Keywords: HIV, syphilis, China, men who have sex with men
INTRODUCTION
HIV and syphilis syndemics remain pervasive issues against the backdrop of tremendous gains in public health in China(1). In particular, men who have sex with men (MSM) living in China continue to have disproportionately higher HIV and syphilis prevalence compared to others. There are an estimated 24 million Chinese MSM(2), with an HIV prevalence of approximately 7.7%(3) and syphilis prevalence of 13.5%(4). There are several drivers of the HIV/syphilis syndemic among MSM in China. First, both infections are inextricably linked by sexual transmission. As a result, the prevalence of syphilis is estimated to be 36.2% amongst Chinese MSM living with HIV(4) and MSM diagnosed with syphilis are 11 times more likely to become infected with HIV within 12 months(5). Second, compared with heterosexual males, MSM report higher numbers of sexual partners. On average, MSM in China report a mean of six anal sex partners in the last six months(6). Third, stigma and discrimination continue to affect health-seeking behaviors of MSM resulting in limited routine sexually transmitted infection (STI) screening(7).

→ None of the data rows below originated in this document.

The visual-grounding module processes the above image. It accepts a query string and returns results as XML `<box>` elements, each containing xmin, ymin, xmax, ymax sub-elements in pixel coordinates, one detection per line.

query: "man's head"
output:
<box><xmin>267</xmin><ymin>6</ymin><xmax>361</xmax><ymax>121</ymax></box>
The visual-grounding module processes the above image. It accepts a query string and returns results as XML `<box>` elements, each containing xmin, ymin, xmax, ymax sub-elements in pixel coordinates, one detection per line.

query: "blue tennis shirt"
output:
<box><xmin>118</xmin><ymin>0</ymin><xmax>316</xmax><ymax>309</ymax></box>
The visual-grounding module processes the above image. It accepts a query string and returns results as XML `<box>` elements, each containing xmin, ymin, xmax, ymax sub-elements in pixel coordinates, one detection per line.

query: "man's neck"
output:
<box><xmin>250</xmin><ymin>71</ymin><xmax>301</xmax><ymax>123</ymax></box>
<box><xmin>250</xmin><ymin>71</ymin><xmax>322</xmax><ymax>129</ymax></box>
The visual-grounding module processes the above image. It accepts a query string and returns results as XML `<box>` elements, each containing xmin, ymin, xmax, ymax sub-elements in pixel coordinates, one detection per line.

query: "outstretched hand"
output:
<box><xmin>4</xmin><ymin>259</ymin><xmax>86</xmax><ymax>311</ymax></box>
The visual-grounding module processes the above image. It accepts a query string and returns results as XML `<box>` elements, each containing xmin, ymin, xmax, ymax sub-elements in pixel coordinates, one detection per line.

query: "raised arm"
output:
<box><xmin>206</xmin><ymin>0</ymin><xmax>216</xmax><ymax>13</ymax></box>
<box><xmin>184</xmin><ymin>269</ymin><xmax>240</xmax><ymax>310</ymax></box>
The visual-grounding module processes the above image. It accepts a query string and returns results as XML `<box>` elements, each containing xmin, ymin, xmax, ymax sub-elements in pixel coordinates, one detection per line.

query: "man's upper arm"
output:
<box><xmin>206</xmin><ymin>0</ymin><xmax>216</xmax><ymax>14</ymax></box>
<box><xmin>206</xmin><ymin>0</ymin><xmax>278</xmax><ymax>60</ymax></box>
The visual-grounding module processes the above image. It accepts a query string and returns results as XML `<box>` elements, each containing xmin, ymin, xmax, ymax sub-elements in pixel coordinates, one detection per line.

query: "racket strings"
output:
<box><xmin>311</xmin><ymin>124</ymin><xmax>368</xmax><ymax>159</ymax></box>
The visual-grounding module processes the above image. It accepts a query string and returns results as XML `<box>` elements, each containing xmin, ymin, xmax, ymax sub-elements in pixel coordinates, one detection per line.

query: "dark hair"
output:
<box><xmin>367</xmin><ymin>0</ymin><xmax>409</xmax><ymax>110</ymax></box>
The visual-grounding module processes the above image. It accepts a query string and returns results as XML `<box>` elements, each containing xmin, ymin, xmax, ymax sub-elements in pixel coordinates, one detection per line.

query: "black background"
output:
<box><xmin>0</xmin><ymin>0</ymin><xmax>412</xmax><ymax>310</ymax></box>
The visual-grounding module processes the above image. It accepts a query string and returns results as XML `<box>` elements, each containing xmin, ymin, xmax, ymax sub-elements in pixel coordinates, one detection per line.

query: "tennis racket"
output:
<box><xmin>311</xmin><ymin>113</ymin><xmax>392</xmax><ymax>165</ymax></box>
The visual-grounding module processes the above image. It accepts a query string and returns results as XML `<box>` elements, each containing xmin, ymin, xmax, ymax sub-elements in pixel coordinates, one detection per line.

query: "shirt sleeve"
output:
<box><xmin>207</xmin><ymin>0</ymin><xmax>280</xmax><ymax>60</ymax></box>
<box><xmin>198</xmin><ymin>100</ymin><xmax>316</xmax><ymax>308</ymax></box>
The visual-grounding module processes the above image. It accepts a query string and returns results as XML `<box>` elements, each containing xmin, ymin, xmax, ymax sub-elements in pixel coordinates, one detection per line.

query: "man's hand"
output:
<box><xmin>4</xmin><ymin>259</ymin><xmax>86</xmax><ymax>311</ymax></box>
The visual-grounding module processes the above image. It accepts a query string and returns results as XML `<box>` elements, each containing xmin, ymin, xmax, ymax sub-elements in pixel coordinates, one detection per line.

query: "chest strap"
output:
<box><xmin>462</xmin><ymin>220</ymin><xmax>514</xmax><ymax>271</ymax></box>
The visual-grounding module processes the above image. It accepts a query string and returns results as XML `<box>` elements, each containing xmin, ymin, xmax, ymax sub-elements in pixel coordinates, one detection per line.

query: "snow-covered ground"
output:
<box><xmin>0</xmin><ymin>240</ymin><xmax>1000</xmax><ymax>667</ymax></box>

Since 2003, China has significantly invested in expanding HIV testing through free voluntary counselling and testing (VCT), resulting in 25,762 testing sites across China at the end of 2014(3). These centres also offer syphilis testing, but not comprehensive STI testing. Men with STI symptoms or who require more comprehensive STI testing would attend dermatovenerology or STI clinics based in hospitals. However, uptake of syphilis testing in STI clinics may be limited by patient disclosure of sexual risk behaviours. In recent years, greater emphasis has been placed on expanding syphilis testing through VCTs, drug rehabilitation centers, hospitals and clinics dealing with STIs(9).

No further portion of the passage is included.